For those interested in AI technology developments check out this story:
Google’s new AI voice synthesizer, a service named
Cloud Text-to-Speech, will be available for businesses and developers that want to integrate voice synthesis in apps, websites or virtual assistants.
Traditionally, voice synthesizers use what is called concatenate synthesis, in which the program pieces individual syllables together to form words and sentences. While this language is understandable, it doesn’t have the imperfections of human speech that make it sound realistic, despite its development over the years.
In comparison, Google’s new AI voice synthesizer is powered by WaveNet, which uses machine learning to generate audio from scratch. It analyzes a huge database of human speech and re-creates them at a rate of 24,000 samples per second. The end result is a voice with subtleties like lip smacks and accents!

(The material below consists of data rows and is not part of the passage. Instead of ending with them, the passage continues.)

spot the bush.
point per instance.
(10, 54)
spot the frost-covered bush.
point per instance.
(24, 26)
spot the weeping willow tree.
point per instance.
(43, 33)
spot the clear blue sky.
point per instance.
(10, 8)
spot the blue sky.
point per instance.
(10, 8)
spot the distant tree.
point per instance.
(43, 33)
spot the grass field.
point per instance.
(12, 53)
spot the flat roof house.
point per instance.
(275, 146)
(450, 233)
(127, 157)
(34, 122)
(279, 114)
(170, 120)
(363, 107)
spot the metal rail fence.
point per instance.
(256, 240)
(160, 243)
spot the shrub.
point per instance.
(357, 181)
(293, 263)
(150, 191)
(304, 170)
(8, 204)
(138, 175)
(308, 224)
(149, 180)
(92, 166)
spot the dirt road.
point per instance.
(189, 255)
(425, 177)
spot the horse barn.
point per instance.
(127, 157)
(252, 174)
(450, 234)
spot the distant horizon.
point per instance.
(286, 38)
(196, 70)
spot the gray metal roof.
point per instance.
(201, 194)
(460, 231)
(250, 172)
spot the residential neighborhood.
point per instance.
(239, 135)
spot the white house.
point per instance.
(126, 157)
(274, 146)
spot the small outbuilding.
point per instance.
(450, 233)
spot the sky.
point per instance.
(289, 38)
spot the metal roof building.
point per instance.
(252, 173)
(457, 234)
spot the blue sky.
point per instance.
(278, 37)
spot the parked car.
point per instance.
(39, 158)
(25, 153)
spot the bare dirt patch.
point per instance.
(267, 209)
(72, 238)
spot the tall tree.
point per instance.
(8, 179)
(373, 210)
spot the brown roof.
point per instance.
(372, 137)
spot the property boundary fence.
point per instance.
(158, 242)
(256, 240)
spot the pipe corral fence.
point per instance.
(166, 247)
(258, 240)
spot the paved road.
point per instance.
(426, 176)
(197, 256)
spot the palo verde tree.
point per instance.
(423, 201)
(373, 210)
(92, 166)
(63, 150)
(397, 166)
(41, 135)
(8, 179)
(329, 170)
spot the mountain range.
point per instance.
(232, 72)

Check out the full story here (includes audio samples of WaveNet vs. a traditional audio synthesizer):
https://www.theverge.com/2018/3/27/17167200/google-ai-speech-tts-cloud-deepmind-wavenetI don't think I hear much of a difference in the English version however, maybe something is wrong with my hearing. Does anyone else hear a big difference? The Japanese sample definitely shows a big difference. I am kind of excited for this because I have been wondering when that very robotic sound in synthesizers would be programmed to be a bit more natural.